Eventually, Simonds get the first shot off, and shit officially gets real:
"Missile launch! Birds closing at four-one-seven KPS squared. Impact in one-seven-zero seconds—mark!"
"Fire Plan Able." Honor said calmly. "Helm, initiate Foxtrot-Two."
"Aye, aye, Ma'am. Fire Plan Able," Cardones replied, and Chief Killian's acknowledgment was right behind him.
Troubadour rolled, inverting herself relative to Fearless to bring her undamaged port broadside to bear, and both ships began a snake-like weave along their base course as their own missiles slashed away and the decoys and jammers deployed on Fearless's flanks woke to electronic life.
This is it - the final showdown. All bets are off, the heat is on, the fix is in, the dogs are out, the game is up, the chips are down, the stakes are high, the odds are low, the danger is huge, the payoff is slim, friendships will be made, rules will be broken, wrongs will be righted, and no unturned stone will be left... uh... get ready to be turned inside out and upside down.
At this point we get a lot of back-and-forth scene changes, with paragraph breaks after every three or four sentences, so it's a bit difficult to recap, but I'll give it a shot.
Honor notices that the
Thunder/Saladin is splitting its fire between the
Fearless and the
Troubador, which strikes her as an extremely foolish things to do. Now, I'm no military expert, but this makes sense: a damaged ship can still fight back, but a destroyed one cannot, so thus one should concentrate one's fire on a single ship at a time.
The
Thunder gets hit, but damage is minor with no casualties. Meanwhile, Simonds is fretting over the fact that this crew is just too experienced to operate the ship effectively:
Thunder of God's second salvo fared almost as badly as the first, and Simonds wrenched around to glare at his tactical section, then bit back his scathing rebuke. Ash and his assistants were crouched over their panels, but their systems were feeding them too much data to absorb, and their reactions were almost spastic, flurries of action as the computers pulled it together and suggested alternatives interspersed by bouts of white-faced impotence as they tried to anticipate those suggestions.

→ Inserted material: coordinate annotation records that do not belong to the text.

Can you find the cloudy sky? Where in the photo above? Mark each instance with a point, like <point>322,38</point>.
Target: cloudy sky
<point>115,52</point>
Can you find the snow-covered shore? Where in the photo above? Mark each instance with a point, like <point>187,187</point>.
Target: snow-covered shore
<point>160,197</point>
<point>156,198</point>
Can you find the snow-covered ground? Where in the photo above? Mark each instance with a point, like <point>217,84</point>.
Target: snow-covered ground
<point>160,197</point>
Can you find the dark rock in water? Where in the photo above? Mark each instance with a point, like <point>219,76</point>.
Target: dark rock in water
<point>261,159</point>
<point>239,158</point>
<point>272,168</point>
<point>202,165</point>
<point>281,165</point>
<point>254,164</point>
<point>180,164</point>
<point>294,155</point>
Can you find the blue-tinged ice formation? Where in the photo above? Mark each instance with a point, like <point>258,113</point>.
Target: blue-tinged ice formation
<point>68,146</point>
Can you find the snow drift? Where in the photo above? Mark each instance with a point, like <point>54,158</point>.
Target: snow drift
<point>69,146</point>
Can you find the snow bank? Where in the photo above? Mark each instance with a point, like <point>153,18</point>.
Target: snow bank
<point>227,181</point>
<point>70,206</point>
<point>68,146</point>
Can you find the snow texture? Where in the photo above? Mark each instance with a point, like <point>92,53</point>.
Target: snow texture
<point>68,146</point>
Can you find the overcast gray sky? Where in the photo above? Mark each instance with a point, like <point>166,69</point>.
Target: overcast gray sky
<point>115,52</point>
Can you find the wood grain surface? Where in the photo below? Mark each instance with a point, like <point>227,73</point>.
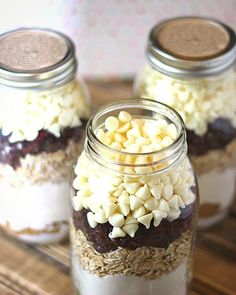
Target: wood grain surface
<point>45,270</point>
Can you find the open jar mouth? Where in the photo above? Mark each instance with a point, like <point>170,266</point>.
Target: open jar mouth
<point>138,108</point>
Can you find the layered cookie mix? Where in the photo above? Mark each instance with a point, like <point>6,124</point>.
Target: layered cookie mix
<point>132,229</point>
<point>207,107</point>
<point>39,142</point>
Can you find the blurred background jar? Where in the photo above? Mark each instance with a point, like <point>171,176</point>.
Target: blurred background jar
<point>43,110</point>
<point>191,67</point>
<point>134,208</point>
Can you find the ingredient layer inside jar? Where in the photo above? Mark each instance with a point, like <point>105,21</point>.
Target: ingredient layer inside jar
<point>207,106</point>
<point>116,210</point>
<point>41,121</point>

He needed Yu and Manning, and he didn't have them. Ash and his people simply didn't have the exper-
Thunder of God heaved as two more lasers ripped through his sidewall and gouged into his hull.
Back on the
Fearless, the bridge are pleased that the enemy is fighting dumb, but just then a missile detonates 15,000 km to starboard, and two lasers manage to slip through her sidewall, taking out some of her lasers and radar stations. Things are going worse on the
Thunder, however, as the ship gets hit for the sixth time. He orders the ship to turn 90 degrees to starboard.
"You were right about the way he was fighting. That was pitiful."

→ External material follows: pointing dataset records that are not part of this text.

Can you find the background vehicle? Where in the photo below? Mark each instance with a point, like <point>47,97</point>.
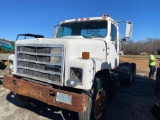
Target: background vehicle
<point>79,70</point>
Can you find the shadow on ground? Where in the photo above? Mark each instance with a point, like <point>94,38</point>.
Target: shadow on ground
<point>128,103</point>
<point>45,110</point>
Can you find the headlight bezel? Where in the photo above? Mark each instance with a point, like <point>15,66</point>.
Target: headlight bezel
<point>76,74</point>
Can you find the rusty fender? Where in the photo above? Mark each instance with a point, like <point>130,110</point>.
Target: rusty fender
<point>46,94</point>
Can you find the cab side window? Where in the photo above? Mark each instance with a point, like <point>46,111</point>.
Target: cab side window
<point>113,32</point>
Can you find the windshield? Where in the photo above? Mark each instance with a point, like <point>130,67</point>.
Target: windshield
<point>94,28</point>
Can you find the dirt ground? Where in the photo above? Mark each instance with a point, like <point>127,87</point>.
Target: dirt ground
<point>129,103</point>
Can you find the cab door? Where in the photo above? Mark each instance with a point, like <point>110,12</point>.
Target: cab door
<point>113,44</point>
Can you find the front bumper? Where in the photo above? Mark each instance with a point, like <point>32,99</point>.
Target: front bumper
<point>46,94</point>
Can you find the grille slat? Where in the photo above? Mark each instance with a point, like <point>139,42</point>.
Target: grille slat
<point>41,63</point>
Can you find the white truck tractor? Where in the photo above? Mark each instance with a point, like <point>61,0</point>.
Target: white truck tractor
<point>79,70</point>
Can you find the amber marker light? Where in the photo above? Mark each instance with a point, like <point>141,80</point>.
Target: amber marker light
<point>85,55</point>
<point>12,51</point>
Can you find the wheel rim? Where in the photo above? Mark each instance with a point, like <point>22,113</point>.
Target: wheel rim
<point>100,103</point>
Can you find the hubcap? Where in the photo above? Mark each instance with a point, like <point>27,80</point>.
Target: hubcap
<point>100,103</point>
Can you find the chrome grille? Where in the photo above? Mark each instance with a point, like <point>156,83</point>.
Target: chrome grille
<point>42,63</point>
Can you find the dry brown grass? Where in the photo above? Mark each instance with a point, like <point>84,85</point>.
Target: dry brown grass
<point>141,62</point>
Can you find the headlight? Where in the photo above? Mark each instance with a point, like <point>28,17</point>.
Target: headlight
<point>56,50</point>
<point>76,73</point>
<point>56,59</point>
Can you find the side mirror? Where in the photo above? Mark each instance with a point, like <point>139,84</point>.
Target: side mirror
<point>129,27</point>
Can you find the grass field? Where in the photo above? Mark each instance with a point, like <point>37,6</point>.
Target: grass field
<point>141,62</point>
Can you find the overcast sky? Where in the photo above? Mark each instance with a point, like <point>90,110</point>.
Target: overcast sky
<point>39,16</point>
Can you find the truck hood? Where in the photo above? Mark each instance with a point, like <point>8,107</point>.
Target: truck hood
<point>74,45</point>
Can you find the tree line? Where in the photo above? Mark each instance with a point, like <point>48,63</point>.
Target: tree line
<point>136,48</point>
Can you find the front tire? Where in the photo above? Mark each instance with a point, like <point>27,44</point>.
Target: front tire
<point>97,101</point>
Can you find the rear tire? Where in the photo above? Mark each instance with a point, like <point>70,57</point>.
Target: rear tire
<point>129,73</point>
<point>97,99</point>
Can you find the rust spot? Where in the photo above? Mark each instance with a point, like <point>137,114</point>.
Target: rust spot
<point>46,94</point>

"Yes, Ma'am." Venizelos scratched his chin. "It was almost like a simulation. Like we were up against just his computers."
"I think we were," Honor said softly, and the exec blinked at her. She unlocked her own shock frame, and he followed her over to the tactical station. She keyed a command into Cardones' panel, and they watched the master tactical display replay the brief battle. The entire engagement had lasted less than ten minutes, and Honor shook her head when it ended.
"I don't think that's a Havenite crew over there at all."
"What?!" Venizelos blushed at the volume of his response and looked quickly around the bridge, then back at her. "You don't really think the Peeps turned a ship like that over to lunatics like the Masadans, do you, Skipper?"
So they've come out ahead in this engagement, but the Masadans have probably learned a few things from their mistakes, so the next time they won't be so foolish (at least they'd
better...you don't want to be lowering the stakes at the climax of your novel!)